One of the most hotly contested sections of the “Digital Millennium Copyright Act (DMCA)” is the criminalization of any circumvention of Digital Rights Management (DRM) features, even when there is no infringement of copyright itself. So even if you’ve not violated copyright, any act that might interfere with some hokey copy protection scheme, e.g. Sony’s rootkit, would constitute a crime.

I’m currently involved in the design and implementation of system software (e.g. device drivers) for Vista and Longhorn. (Needless to say I’ve not had time for awhile (a long while) to write about furniture and interiors.) Hardware and system software vendors have to go through a tedious and annoying process of ‘signing’ their drivers, essentially getting M’soft approval for their stuff. Microsoft would have you believe that these signed drivers exist to protect users from viruses and trojan horses. Nothing could be further from the truth, almost all the new security features in Vista exist to enforce draconian censorship of any content that might (emphasize MIGHT) be pirated. Vista contains a great deal of code whose only purpose in life is to evaluate the possibility that you’re doing something evil with your computer and attempt to circumvent you. (Evil is defined as anything Microsoft, the MPAA, or the RIAA don’t care for, and includes doing things like playing your newly purchased HD movie on your hi-res computer display.)

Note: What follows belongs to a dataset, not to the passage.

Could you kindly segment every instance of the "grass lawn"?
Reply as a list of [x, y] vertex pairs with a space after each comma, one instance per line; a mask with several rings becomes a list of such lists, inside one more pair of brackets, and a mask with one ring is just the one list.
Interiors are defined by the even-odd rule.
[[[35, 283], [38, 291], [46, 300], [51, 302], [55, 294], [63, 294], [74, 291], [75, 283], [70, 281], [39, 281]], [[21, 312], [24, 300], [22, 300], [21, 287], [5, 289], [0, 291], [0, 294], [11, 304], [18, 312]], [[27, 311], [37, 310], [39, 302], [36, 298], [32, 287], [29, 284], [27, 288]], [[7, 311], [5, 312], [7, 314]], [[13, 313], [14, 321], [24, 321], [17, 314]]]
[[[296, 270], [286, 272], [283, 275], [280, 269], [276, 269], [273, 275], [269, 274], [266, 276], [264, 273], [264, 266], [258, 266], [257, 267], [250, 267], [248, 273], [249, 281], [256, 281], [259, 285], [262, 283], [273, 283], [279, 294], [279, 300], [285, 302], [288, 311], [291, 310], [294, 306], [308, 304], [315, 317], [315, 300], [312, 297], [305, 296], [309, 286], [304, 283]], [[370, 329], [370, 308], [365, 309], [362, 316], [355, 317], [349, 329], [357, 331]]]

Many aftermarket software products deliver applications and digital content from servers running Longhorn and Win2003. In order to do this, the developers must write ‘virtual drivers’ to span the connections between computers. In other words, they must hook the MS-windows ‘media chain’, adding the capability to re-vector content to a remote computer. Guess what? The DMCA probably makes doing this illegal. Once again, honest people trying to do perfectly acceptable “fair use” viewing of their own content will be seen as criminals, and probably denied access to the content they’ve purchased.